An easy listen it certainly isn’t but the task for the listener here is completely different from when we first heard the song.
For when “Masters of War” appeared for the first time, we all needed to hear the lyrics, for this was a completely new and different type of anti-war song; one that got to the very heart of American society and the much lauded “American way”. It took the American dream and revealed it to have been turned into a nightmare by the people who were running the show.
Now the words have become so familiar to so many of us, how can the song be performed any more without it just becoming a set of words so oft heard that the meaning vanishes? The answer is through this extraordinary performance.
It is certainly not a comfortable listen, but then it wasn’t when we first heard it. All that has happened is that the original has become too familiar.
But if that transformation with “Masters of War” was unexpected, then what Dylan did to the early 20th century folk song “Man of Constant Sorrow” was even more unexpected – and indeed even more remarkable.
This song, originally called “Farewell Song” appeared for the first time around 1913 in a book published by Dick Burnett, and it has been part of the American folk song tradition ever since.
It is interesting how Dylan plays with the lyrics which interpret the original lyrics in a different way from the version on his first album.
Also the repetition of the last line of each verse give a much more dramatic impact to the whole piece. Here are the first three verses from this version
The three beats that pound through the whole piece are extremely powerful, leaving us unable to rest or jog along to the music (which is certainly something that can happen with the normal folk version of the song).
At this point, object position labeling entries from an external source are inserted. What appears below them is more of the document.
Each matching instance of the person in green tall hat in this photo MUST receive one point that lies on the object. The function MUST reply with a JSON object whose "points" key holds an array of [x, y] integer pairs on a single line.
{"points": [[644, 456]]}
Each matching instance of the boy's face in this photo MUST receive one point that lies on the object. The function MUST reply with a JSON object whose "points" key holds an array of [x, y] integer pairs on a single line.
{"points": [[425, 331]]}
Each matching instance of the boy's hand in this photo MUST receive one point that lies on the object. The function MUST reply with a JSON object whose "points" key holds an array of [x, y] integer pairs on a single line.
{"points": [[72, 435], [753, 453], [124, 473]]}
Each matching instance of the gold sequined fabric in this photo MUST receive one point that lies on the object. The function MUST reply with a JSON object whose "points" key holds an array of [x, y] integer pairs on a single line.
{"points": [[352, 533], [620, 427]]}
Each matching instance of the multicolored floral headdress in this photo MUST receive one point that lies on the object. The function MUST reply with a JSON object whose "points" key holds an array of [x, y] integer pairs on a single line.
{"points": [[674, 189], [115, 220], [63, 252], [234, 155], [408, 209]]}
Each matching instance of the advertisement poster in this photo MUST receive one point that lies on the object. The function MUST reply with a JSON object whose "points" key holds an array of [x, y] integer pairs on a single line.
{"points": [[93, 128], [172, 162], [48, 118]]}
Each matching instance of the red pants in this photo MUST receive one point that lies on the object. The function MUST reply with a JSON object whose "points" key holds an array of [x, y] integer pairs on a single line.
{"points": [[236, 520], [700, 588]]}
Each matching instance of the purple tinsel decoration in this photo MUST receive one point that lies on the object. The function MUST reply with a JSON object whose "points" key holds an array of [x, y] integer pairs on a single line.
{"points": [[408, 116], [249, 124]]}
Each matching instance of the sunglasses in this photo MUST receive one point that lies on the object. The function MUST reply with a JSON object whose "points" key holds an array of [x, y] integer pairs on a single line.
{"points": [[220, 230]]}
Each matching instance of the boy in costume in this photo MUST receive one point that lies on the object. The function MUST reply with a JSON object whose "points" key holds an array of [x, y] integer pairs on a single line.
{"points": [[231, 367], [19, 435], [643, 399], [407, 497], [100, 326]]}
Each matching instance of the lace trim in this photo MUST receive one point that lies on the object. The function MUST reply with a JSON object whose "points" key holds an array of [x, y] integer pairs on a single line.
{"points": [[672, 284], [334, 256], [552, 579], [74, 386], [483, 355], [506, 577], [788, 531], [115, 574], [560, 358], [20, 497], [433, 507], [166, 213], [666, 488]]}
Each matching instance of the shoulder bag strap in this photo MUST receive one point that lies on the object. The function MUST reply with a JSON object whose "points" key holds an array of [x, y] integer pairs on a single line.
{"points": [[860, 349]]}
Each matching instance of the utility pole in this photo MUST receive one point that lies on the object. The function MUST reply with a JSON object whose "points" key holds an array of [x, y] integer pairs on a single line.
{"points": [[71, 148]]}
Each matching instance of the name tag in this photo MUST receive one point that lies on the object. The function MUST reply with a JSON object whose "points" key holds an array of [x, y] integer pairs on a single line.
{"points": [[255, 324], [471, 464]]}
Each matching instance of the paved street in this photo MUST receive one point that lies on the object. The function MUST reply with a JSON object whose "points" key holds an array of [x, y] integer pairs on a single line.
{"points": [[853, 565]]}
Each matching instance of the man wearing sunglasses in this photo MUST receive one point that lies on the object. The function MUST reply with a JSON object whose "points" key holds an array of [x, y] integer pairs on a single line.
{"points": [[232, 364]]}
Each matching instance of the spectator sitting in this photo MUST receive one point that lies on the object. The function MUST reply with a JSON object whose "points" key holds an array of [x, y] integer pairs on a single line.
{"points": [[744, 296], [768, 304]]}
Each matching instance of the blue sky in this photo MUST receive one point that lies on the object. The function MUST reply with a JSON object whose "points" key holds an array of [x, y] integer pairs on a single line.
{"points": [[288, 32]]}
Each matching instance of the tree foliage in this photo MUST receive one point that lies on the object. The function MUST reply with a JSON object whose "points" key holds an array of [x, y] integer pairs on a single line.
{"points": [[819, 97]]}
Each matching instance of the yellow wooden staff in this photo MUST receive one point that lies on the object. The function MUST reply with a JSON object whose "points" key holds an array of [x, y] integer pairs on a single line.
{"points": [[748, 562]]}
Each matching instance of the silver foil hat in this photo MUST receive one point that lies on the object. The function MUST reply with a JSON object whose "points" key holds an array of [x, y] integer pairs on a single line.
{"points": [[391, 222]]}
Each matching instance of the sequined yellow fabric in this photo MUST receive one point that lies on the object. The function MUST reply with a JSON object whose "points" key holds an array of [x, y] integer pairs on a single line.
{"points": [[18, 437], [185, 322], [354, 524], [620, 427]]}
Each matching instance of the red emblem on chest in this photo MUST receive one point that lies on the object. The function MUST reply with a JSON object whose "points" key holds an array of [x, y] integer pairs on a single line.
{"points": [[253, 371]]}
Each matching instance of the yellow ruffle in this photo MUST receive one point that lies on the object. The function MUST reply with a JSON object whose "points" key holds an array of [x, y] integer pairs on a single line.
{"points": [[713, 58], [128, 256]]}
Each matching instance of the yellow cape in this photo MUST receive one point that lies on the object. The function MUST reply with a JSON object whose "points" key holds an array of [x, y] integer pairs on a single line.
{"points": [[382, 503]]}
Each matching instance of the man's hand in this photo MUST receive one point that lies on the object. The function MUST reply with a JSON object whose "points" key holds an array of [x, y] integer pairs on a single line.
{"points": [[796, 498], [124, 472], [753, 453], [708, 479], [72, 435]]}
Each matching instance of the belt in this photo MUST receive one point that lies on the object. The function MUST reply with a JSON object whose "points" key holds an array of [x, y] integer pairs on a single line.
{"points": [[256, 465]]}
But all of that is actually the background, for there is something else here which gives us a very uncomfortable feeling about the whole song. Normally speaking the phrases of songs last for four or eight bars. Once you have heard a few dozen pop or folk songs you know exactly what is going on. You might not know any musical theory or know about four bar phrases, but you can certainly hear them and appreciate the roundness of the conception.
But here the first two lines of each verse lasts five bars. The next two lines take up another five bars. Then the final line is three bars line.
Dylan achieves this by stretching various parts of the song in unexpected ways. As a result it constantly tricks us, so we don’t know where we are. I have never come across a song doing this before.
The extension primarily happens at the start of each verse; it gives us that immediate sense of being on the edge – and being in constant sorrow. It is a remarkable technique. I hesitate to say it is unique – but I can’t think of anyone else doing it.
So another three re-interpretations. I hope you enjoyed them.